Some pension funds are reassessing their stance on the Dodd-Frank Wall Street Reform and Consumer Protection Act, with sentiment moving toward concern rather than support.
When the sweeping legislation was first signed into law in 2010, some pension investment executives cheered the act and its potential to stave off another financial crisis as was seen in 2008-2009. U.S. pensions saw investment declines of 20% to 25% or more through the crisis, which many say was touched off by a largely unregulated over-the-counter derivatives market, so their optimism could be understood.
The massive California Public Employees’ Retirement System took the lead in affirming its support for Dodd-Frank.
“This reform is a response to a near major meltdown of our financial system,” George Diehr, chair of the CalPERS Investment Committee, said in a July 2010 release. “These reforms significantly address underlying weaknesses in our regulatory system that could have resulted in yet another financial crisis.”

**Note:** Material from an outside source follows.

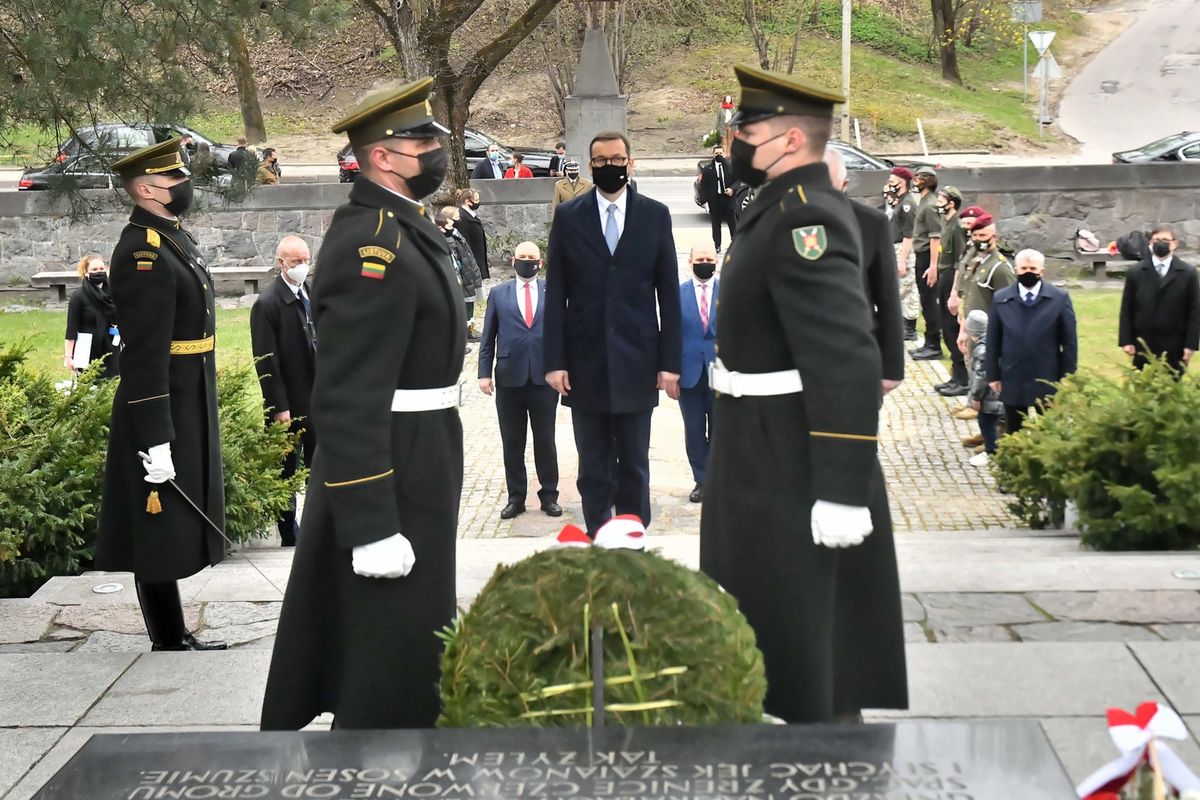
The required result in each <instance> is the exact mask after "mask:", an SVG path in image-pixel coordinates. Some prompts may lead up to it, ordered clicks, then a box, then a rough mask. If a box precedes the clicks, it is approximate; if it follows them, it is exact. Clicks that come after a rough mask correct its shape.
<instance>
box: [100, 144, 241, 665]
mask: <svg viewBox="0 0 1200 800" xmlns="http://www.w3.org/2000/svg"><path fill="white" fill-rule="evenodd" d="M113 169H114V170H115V172H116V173H118V174H119V175H120V176H121V182H122V185H124V187H125V191H126V193H127V194H128V196H130V197H131V198H132V199H133V204H134V207H133V213H132V215H131V216H130V224H127V225H126V227H125V230H122V231H121V237H120V240H119V241H118V242H116V248H115V249H114V251H113V258H112V260H110V263H109V277H110V283H112V287H113V301H114V303H115V306H116V321H118V326H119V327H120V331H121V339H122V342H124V349H122V350H121V383H120V384H119V385H118V387H116V396H115V397H114V398H113V420H112V425H110V428H109V434H108V458H107V461H106V463H104V491H103V498H102V500H101V510H100V536H98V539H97V540H96V569H97V570H107V571H114V572H132V573H133V578H134V585H136V588H137V591H138V602H139V603H140V604H142V615H143V616H144V618H145V624H146V632H148V633H149V634H150V640H151V643H152V644H154V649H155V650H214V649H224V644H223V643H220V642H199V640H197V639H196V637H193V636H192V634H191V633H188V632H187V628H186V627H185V626H184V609H182V607H181V604H180V600H179V587H178V584H176V583H175V582H176V581H179V579H180V578H186V577H188V576H191V575H194V573H197V572H199V571H200V570H203V569H204V567H206V566H210V565H214V564H218V563H220V561H221V560H222V559H223V558H224V542H223V541H222V539H221V533H220V531H218V530H214V529H212V527H211V525H210V524H209V523H208V522H205V519H204V518H203V517H202V516H200V515H199V513H197V512H196V510H194V509H192V507H191V506H190V505H188V503H187V500H185V499H184V498H182V497H180V494H179V491H178V489H176V488H175V487H172V486H167V485H166V483H167V481H168V480H170V479H174V480H175V483H176V485H178V487H179V489H181V491H182V492H184V493H185V494H186V495H187V497H188V498H190V499H191V500H192V501H193V503H196V504H197V505H198V506H199V507H200V509H203V510H204V513H205V515H206V516H208V518H209V519H210V521H211V522H212V524H215V525H217V527H221V528H223V527H224V479H223V475H222V469H221V439H220V428H218V425H217V378H216V359H215V353H214V348H215V335H216V317H215V311H216V309H215V307H214V301H212V277H211V275H210V273H209V270H208V267H206V266H205V264H204V259H203V258H202V257H200V251H199V248H198V247H197V246H196V241H194V240H193V239H192V235H191V234H190V233H187V231H186V230H184V229H182V227H181V225H180V221H179V217H180V215H182V213H184V212H185V211H187V207H188V205H190V203H191V199H192V185H191V181H190V179H188V175H187V169H186V168H185V167H184V162H182V160H181V157H180V152H179V140H178V139H169V140H167V142H162V143H160V144H155V145H151V146H149V148H143V149H142V150H138V151H136V152H133V154H131V155H128V156H126V157H125V158H121V160H120V161H118V162H115V163H114V164H113ZM139 452H144V453H146V455H149V456H150V459H149V461H145V462H144V461H143V458H142V457H140V456H139Z"/></svg>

Two years later, Dodd-Frank is moving toward implementation in fits and starts, and much of the final rule-writing and implementation still lies ahead. The promise of the reform preventing a subsequent crisis remains, but as more time passes since the last crisis, the sense of urgency to enact new regulation wanes.

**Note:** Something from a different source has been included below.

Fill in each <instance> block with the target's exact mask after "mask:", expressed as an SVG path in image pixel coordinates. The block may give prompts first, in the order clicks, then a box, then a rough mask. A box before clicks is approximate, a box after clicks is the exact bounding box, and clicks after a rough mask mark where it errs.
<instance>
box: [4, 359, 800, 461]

Beyond that, pensions and other institutional investors do not like some of what they see in the market ahead of Dodd-Frank implementation. The specific sticking point is the so-called Volcker Rule included in Dodd-Frank, which is aimed at reining in the speculative trading of big banks.

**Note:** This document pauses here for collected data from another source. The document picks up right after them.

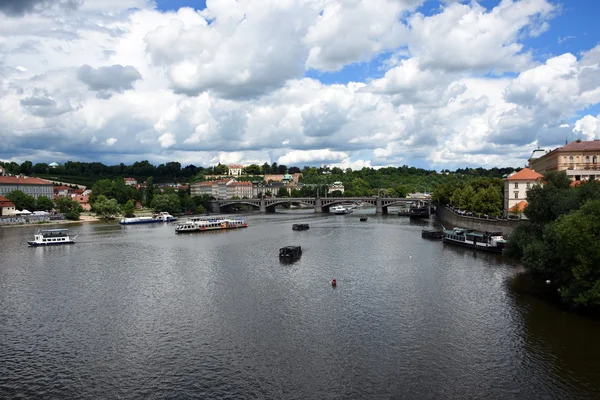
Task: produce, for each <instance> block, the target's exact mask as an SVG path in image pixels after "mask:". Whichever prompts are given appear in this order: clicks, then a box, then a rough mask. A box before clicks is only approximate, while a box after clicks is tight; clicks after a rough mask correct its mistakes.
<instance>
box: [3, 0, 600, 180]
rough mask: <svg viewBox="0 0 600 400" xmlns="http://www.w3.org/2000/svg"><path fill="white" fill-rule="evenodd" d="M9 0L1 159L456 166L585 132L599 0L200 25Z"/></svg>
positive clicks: (221, 17) (264, 7) (491, 157)
mask: <svg viewBox="0 0 600 400" xmlns="http://www.w3.org/2000/svg"><path fill="white" fill-rule="evenodd" d="M18 1H19V0H4V1H3V2H0V18H2V19H0V21H3V18H8V19H9V21H8V22H10V23H8V24H6V25H4V26H3V37H5V38H6V40H5V42H4V44H3V45H2V46H0V60H2V63H1V65H0V74H2V76H3V80H2V81H0V91H2V93H3V95H2V96H1V97H0V115H2V116H3V118H0V159H2V160H3V161H4V160H13V159H14V160H16V161H20V162H22V161H23V158H31V159H32V160H33V161H36V162H52V161H59V162H64V161H66V160H74V161H77V160H81V161H101V162H105V163H115V162H116V163H119V162H125V163H131V162H135V161H139V160H143V159H148V160H150V161H151V162H153V163H155V164H157V163H161V162H169V161H173V160H177V161H179V162H181V163H182V164H186V163H191V164H194V165H204V166H206V165H215V164H216V163H218V162H220V163H239V164H249V163H258V164H262V163H264V162H268V163H272V162H277V163H278V164H286V165H300V166H303V165H319V164H328V165H336V166H340V167H342V168H347V167H350V168H362V167H364V166H367V167H368V166H373V167H381V166H388V165H403V164H408V165H413V166H420V167H424V168H428V167H430V168H434V169H446V168H449V169H453V168H456V167H465V166H471V167H478V166H484V167H491V166H507V165H508V166H510V165H516V166H522V165H523V164H524V163H525V162H526V160H527V158H528V156H529V155H530V154H531V151H532V150H533V149H535V148H536V147H537V146H538V145H542V146H544V147H553V146H559V145H562V144H564V141H565V138H568V139H576V138H583V139H588V140H591V139H596V138H600V43H599V39H600V34H599V29H598V28H597V27H596V24H597V21H596V16H598V15H600V1H589V0H570V1H566V0H563V1H561V2H559V1H556V0H513V1H510V0H504V2H501V1H500V0H480V1H479V2H478V3H475V2H462V5H458V4H450V3H456V2H452V1H450V2H448V1H447V2H448V3H449V5H446V4H445V3H444V2H441V0H427V1H425V2H424V3H423V4H422V6H421V7H420V8H419V9H418V10H417V13H414V12H413V10H411V9H410V3H411V1H408V0H368V1H367V0H363V1H359V0H327V2H326V4H327V10H326V12H323V13H319V10H318V9H315V8H313V5H314V4H319V0H312V4H305V3H304V2H303V1H300V0H298V1H297V2H292V1H286V2H279V0H240V1H232V2H230V3H228V5H227V8H220V7H219V6H220V5H222V3H221V0H213V2H212V3H211V2H209V4H208V7H209V8H212V10H211V14H212V15H214V16H215V18H216V20H217V21H219V23H215V24H210V25H207V24H206V23H205V21H203V20H202V17H201V16H200V15H198V14H194V13H189V12H187V13H183V12H182V13H180V14H178V15H174V14H173V13H172V11H176V10H179V9H180V8H181V7H191V8H193V9H196V10H201V9H205V8H206V7H207V5H206V2H205V1H191V0H154V1H152V0H120V1H119V2H116V1H107V2H103V1H100V0H84V1H83V2H80V4H79V5H80V7H75V8H73V7H71V8H69V9H68V11H67V10H65V7H64V4H65V2H64V1H62V0H30V1H29V2H28V3H27V4H26V5H25V6H23V7H20V8H19V7H17V8H15V5H23V4H25V3H18ZM412 2H413V3H415V2H418V1H414V0H412ZM499 4H502V5H503V8H502V10H503V11H502V12H501V13H498V12H497V11H496V12H494V13H493V14H492V10H494V8H495V7H497V6H498V5H499ZM61 5H62V6H61ZM481 7H483V9H484V10H485V11H484V12H481ZM15 10H17V11H15ZM65 12H68V13H69V18H65ZM242 20H244V21H245V22H244V23H243V24H240V21H242ZM409 20H410V21H411V25H410V27H407V26H405V25H404V24H405V23H406V22H407V21H409ZM31 26H36V27H41V28H40V30H39V32H38V31H37V30H32V29H31ZM107 26H111V27H114V29H110V30H109V29H106V27H107ZM541 26H545V27H546V28H547V29H545V30H541V31H540V32H539V34H538V35H532V32H535V31H536V30H539V27H541ZM48 32H53V34H52V35H49V34H48ZM583 55H586V62H581V59H582V56H583ZM41 60H43V62H40V61H41ZM400 61H401V62H400ZM331 71H333V72H331ZM302 78H312V79H302ZM356 82H358V84H356ZM7 83H9V84H7ZM81 149H85V152H82V150H81Z"/></svg>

While the Volcker Rule remains pending, some market participants have moved to get out ahead of the regulation by jettisoning or restructuring trading desks. The net result has been less liquidity, especially in fixed-income markets; pensions worry that liquidity will erode further upon finalization of the Volcker Rule, and weigh on investment performance.
A top executive at a large public pension plan recently told Markets Media that he supports the overarching aim of Dodd-Frank, but some specific aspect of the legislation are troubling.